Bosch-Manager Wolfgang Pomrehn setzt auf die Zusammenarbeit von Mensch und Roboter
„Werker brauchen Lösungen, keine Komponenten“

Robotik | Mit dem Modell Apas Assistant hat die Robert Bosch GmbH einen Roboter entwickelt, der mit dem Werker ohne Schutzvorrichtungen zusammenarbeiten kann. Wir sprachen mit Produktmanager Wolfgang Pomrehn über aktuelle und künftige Einsatzmöglichkeiten des Modells. §

Autor: Uwe Böttger

Herr Pomrehn, wie kam bei Robert Bosch die Idee auf, einen Roboter wie den Apas Assistant zu entwickeln und zu bauen?
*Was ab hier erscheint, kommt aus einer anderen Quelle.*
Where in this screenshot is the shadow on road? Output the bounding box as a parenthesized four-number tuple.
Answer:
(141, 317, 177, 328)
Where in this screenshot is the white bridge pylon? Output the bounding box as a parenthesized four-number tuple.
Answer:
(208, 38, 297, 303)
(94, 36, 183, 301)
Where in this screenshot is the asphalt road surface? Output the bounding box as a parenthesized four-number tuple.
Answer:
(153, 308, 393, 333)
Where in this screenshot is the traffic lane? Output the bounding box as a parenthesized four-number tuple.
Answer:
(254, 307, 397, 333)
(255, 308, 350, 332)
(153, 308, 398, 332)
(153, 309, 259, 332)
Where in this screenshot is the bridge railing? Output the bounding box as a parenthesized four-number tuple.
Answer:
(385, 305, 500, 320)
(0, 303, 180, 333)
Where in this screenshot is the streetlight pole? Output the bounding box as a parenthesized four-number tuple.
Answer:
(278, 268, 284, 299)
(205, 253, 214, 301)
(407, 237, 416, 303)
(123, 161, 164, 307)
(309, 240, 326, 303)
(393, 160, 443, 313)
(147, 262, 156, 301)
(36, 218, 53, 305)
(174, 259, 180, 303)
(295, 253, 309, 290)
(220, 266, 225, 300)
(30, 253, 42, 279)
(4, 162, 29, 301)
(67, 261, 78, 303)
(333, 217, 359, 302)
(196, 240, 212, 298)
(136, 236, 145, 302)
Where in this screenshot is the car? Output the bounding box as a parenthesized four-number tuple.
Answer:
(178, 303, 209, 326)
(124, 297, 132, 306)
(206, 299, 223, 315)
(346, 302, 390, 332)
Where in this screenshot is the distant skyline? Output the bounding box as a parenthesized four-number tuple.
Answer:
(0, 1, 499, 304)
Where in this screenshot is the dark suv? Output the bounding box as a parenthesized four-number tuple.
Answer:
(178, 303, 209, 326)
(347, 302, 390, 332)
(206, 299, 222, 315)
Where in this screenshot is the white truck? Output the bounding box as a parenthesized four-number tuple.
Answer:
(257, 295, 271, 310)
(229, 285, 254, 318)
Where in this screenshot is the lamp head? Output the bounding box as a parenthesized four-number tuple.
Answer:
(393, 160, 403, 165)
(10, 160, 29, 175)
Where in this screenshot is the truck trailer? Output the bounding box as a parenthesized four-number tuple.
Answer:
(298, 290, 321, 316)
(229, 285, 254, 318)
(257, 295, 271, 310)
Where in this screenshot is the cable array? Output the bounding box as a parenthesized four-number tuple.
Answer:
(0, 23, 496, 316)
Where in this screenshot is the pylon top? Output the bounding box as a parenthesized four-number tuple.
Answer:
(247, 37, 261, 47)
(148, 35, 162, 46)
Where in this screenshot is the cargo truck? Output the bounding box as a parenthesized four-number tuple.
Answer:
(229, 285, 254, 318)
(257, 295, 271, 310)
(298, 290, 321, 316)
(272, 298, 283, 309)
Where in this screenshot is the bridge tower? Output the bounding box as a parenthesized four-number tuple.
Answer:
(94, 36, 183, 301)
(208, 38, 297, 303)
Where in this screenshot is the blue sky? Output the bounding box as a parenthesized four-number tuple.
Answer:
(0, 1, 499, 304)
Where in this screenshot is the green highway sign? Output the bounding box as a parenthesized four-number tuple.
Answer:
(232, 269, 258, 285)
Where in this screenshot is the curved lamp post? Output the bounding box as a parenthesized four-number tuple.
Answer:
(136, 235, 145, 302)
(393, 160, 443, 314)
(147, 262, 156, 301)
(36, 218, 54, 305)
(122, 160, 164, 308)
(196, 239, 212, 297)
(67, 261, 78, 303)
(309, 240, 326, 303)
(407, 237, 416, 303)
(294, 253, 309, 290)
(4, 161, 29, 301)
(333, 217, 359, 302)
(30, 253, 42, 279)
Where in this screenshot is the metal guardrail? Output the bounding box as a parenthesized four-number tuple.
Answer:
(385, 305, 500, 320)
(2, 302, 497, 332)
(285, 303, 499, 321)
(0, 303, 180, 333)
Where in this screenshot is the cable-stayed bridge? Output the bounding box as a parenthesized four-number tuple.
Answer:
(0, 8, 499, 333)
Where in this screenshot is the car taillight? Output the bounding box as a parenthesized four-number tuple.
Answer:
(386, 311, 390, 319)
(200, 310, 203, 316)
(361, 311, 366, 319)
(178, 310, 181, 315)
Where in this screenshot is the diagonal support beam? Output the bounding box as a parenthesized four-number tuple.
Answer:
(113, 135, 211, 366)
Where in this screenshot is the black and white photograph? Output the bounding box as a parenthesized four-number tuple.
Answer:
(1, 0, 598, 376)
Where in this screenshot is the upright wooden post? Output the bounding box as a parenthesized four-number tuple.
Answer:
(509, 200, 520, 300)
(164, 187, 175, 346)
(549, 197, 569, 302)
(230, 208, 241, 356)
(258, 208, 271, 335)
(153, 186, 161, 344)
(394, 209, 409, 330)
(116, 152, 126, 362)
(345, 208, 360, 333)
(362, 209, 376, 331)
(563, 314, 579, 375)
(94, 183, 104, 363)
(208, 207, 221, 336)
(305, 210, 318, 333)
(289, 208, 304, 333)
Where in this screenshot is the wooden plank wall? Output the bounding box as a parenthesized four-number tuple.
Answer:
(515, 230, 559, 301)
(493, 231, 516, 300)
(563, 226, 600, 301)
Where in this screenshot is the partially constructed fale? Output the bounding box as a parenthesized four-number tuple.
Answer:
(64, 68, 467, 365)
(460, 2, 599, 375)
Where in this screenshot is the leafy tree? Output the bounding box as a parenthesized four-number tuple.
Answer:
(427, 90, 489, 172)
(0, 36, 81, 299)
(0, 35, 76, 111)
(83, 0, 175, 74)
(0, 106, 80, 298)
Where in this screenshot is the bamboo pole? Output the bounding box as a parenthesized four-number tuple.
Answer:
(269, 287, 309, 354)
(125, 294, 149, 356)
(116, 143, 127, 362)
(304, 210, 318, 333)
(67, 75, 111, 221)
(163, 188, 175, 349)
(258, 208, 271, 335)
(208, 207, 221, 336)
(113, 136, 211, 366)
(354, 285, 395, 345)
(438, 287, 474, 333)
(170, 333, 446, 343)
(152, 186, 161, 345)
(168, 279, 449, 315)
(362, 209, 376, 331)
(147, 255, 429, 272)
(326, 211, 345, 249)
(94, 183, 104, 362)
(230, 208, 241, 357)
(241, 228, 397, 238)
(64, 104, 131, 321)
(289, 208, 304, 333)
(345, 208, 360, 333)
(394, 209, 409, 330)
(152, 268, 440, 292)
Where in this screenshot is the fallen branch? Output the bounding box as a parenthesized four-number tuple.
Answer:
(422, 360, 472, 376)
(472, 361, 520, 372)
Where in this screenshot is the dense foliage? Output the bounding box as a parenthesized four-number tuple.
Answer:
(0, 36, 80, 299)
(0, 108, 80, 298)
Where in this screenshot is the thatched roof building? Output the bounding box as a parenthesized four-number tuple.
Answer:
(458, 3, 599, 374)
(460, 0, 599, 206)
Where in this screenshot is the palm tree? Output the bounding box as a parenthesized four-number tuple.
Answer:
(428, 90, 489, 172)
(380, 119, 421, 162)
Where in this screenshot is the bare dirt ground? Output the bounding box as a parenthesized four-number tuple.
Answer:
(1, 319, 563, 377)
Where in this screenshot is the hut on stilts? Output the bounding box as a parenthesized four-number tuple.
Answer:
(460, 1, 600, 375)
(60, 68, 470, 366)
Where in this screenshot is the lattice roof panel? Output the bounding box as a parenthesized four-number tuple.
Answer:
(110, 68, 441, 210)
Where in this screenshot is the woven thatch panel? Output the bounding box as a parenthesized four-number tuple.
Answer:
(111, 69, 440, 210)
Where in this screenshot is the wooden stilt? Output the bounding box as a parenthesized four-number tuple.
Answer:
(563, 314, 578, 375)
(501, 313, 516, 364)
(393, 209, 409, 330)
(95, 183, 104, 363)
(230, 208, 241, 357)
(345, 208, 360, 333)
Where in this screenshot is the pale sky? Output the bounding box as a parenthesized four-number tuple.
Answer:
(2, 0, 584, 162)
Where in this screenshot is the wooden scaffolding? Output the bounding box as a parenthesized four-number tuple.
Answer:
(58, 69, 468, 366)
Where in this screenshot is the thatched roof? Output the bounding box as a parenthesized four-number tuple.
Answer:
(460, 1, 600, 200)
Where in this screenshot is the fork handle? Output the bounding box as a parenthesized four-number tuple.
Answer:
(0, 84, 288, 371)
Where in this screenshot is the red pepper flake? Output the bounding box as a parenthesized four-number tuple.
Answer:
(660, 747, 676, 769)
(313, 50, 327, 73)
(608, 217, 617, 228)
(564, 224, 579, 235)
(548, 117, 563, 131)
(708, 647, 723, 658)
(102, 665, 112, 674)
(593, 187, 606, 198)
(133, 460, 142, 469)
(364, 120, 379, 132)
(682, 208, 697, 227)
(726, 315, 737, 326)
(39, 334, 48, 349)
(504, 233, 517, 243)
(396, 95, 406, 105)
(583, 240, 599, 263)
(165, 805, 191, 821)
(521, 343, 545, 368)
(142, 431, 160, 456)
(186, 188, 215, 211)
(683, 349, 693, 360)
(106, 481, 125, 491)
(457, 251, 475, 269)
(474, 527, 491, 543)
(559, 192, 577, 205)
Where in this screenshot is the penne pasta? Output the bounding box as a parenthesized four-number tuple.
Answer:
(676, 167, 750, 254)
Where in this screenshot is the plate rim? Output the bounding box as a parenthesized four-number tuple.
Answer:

Das Modell ist quasi aus den Anforderungen der Fertigungswerke entstanden. Dabei waren anfangs flexible Handhabungs- und Palettiersysteme gefragt, die einfach zu bedienen sind und die unmittelbar mit dem Menschen zusammenarbeiten können. Unmittelbar bedeutet ohne Schutzzaun, aber trotzdem ungefährlich für den Mitarbeiter. Das Ergebnis war ein kamerageführter und roboterbasierter Produktionsassistent. Die geforderte einfache Bedienbarkeit und Flexibilität haben verfügbare Systeme nicht geboten. Damit war der Startschuss für eine interne Entwicklung gefallen.
Wo wird der Roboter bei Bosch intern eingesetzt und welche weiteren Applikationen sind geplant?
Heute sind Systeme in mehreren europäischen Fertigungswerken im Einsatz. Ein erstes System ist nach China gegangen. Einsatzschwerpunkt ist das Palettieren und Chargieren von Bauteilen. Neu hinzugekommen ist das Beladen und Entladen von Fertigungsautomaten in so genannten Chaku-Chaku-Linien. Angedacht ist aber auch eine enge Zusammenarbeit des Roboters mit behinderten Menschen, um diese wieder in die Arbeitswelt zu integrieren. Die Erfahrungen aus den Projekten werden uns helfen, ergonomische Arbeitsplätze auch im Hinblick auf den demografischen Wandel zu schaffen.
Wird das Modell künftig ein Standard-Tool in den Bosch-Werken sein?
Die Erfahrungen seit der Einführung des Systems weisen in diese Richtung. Gleichzeitig wird die Entwicklung des Modells mit der wachsenden Zahl an Anwendungen weiter gehen. Künftige Systeme werden sich von den aktuellen sicherlich unterscheiden.
Wird der Roboter von den Kollegen als Assistent akzeptiert?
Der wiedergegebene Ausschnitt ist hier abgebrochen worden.